R is fun language for computer programming and statistics, but it’s
not without it’s quirks. For instance, R generally has a recursive
strategy when attempting to find objects within functions. If an object
can’t be found, R will start to look outside the function’s environment
to see if the object can be located there, and if not, look within even
higher-level environments… This recursive search continues until it
searches for the object in the user workspace/Global environment, and
only when the object can’t be found here will an error be thrown. This
is a strange feature to most programmers who come from other languages,
and when writing simulations may cause some severely unwanted issues.
This tutorial demonstrates how to make sure all required user-defined
objects are visible to SimDesign
.
To demonstrate the issue, let’s define two objects and a function which uses these objects.

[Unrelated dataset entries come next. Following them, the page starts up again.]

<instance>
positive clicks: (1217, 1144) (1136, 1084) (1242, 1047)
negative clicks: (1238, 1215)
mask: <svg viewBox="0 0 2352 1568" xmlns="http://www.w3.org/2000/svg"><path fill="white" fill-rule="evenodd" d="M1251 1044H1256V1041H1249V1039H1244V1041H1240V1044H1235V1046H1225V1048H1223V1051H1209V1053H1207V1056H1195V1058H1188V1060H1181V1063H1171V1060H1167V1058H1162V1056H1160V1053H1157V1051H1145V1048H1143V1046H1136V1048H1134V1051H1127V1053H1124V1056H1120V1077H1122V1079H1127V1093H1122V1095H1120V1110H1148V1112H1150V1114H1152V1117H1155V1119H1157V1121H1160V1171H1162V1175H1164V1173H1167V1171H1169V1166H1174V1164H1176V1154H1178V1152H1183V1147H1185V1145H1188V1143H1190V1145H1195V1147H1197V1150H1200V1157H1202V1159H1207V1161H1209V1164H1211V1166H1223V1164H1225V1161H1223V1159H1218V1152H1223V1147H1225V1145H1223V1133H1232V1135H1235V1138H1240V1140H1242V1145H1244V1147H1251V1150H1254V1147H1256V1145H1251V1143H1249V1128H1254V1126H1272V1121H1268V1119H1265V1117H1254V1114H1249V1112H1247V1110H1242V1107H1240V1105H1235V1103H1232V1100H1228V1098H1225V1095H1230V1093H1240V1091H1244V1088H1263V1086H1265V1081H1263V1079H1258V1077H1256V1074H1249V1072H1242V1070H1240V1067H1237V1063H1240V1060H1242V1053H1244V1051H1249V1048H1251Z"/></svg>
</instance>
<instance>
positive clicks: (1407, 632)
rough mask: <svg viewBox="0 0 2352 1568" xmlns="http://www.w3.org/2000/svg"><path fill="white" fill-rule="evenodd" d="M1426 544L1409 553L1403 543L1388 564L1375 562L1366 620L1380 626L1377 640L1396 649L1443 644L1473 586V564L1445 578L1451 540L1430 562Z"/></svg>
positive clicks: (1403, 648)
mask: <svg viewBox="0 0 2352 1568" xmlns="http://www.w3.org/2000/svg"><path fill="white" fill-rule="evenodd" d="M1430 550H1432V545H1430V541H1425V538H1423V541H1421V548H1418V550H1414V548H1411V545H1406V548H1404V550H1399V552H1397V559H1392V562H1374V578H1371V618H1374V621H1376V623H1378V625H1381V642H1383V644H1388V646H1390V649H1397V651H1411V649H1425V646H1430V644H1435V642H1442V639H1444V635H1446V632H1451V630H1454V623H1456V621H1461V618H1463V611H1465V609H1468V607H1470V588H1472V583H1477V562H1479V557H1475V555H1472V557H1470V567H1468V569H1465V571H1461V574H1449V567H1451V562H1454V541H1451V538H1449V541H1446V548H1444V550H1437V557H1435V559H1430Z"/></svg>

When evaluated, these objects are visible to the user, and can be
seen by typing in the R console by typing ls()
. Functions
which do not define objects with the same name will also be able to
locate these values.
## [1] 30
This behavior is indeed a bit strange, but it’s one of R’s quirks.
Unfortunately, when running code in parallel across different cores
these objects will not be visible, and therefore must be
exported using other methods (e.g., in the parallel
package
this is done with clusterExport()
).
## Error in checkForRemoteErrors(val) :
## 2 nodes produced errors; first error: object 'obj1' not found
Exporting the objects to the cluster fixes the issue.
## [1] 30 30 30 30
The same reasoning above applies to functions defined in the R
workspace as well, including functions defined within external R
packages. Hence, in order to use functions from other packages they must
either be explicitly loaded with require()
or
library()
within the distributed code, or referenced via
their Namespace with the ::
operator (e.g.,
mvtnorm::rmvtnorm()
).
In order to make objects safely visible in SimDesign
the
strategy is very simple: wrap all desired objects into a named list (or
other object), and pass this to the fixed_objects
argument.
From here, elements can be indexed using the $
operator or
with()
function, or whatever other method may be
convenient. Note, however, this is only required for defined
objects not functions — SimDesign
automatically makes user-defined functions available across all
nodes.
As an aside, an alternative approach is simply to define/source the
objects within the respective SimDesign
functions; that way
they will clearly be visible at runtime. The following
fixed_objects
approach is really only useful when the
defined objects contain a large amount of code.
library(SimDesign)
#SimFunctions(comments = FALSE)
### Define design conditions and number of replications
Design <- createDesign(N = c(10, 20, 30))
replications <- 1000
# define custom functions and objects (or use source() to read these in from an external file)
SD <- 2
my_gen_fun <- function(n, sd) rnorm(n, sd = sd)
my_analyse_fun <- function(x) c(p = t.test(x)$p.value)
fixed_objects <- list(SD=SD)
#---------------------------------------------------------------------------
Generate <- function(condition, fixed_objects) {
Attach(condition) # make condition names available (e.g., N)
# further, can use with() to use 'SD' directly instead of 'fixed_objects$SD'
ret <- with(fixed_objects, my_gen_fun(N, sd=SD))
ret
}
Analyse <- function(condition, dat, fixed_objects) {
ret <- my_analyse_fun(dat)
ret
}
Summarise <- function(condition, results, fixed_objects) {
ret <- EDR(results, alpha = .05)
ret
}
#---------------------------------------------------------------------------
### Run the simulation
res <- runSimulation(Design, replications, verbose=FALSE, fixed_objects=fixed_objects,
generate=Generate, analyse=Analyse, summarise=Summarise, debug='none')
res
## # A tibble: 3 × 6
## N p REPLICATIONS SIM_TIME SEED COMPLETED
## <dbl> <dbl> <dbl> <chr> <int> <chr>
## 1 10 0.044 1000 0.21s 488349520 Thu Nov 14 23:23:26 2024
## 2 20 0.06 1000 0.22s 469344150 Thu Nov 14 23:23:26 2024
## 3 30 0.054 1000 0.22s 1550099436 Thu Nov 14 23:23:27 2024
By placing objects in a list and passing this to
fixed_objects
, the objects are safely exported to all
relevant functions. Furthermore, running this code in parallel will also
be valid as a consequence (see below) because all objects are properly
exported to each core.
res <- runSimulation(Design, replications, verbose=FALSE, fixed_objects=fixed_objects,
generate=Generate, analyse=Analyse, summarise=Summarise, debug='none',
parallel = TRUE)
Again, remember that this is only required for R objects, NOT for user-defined functions!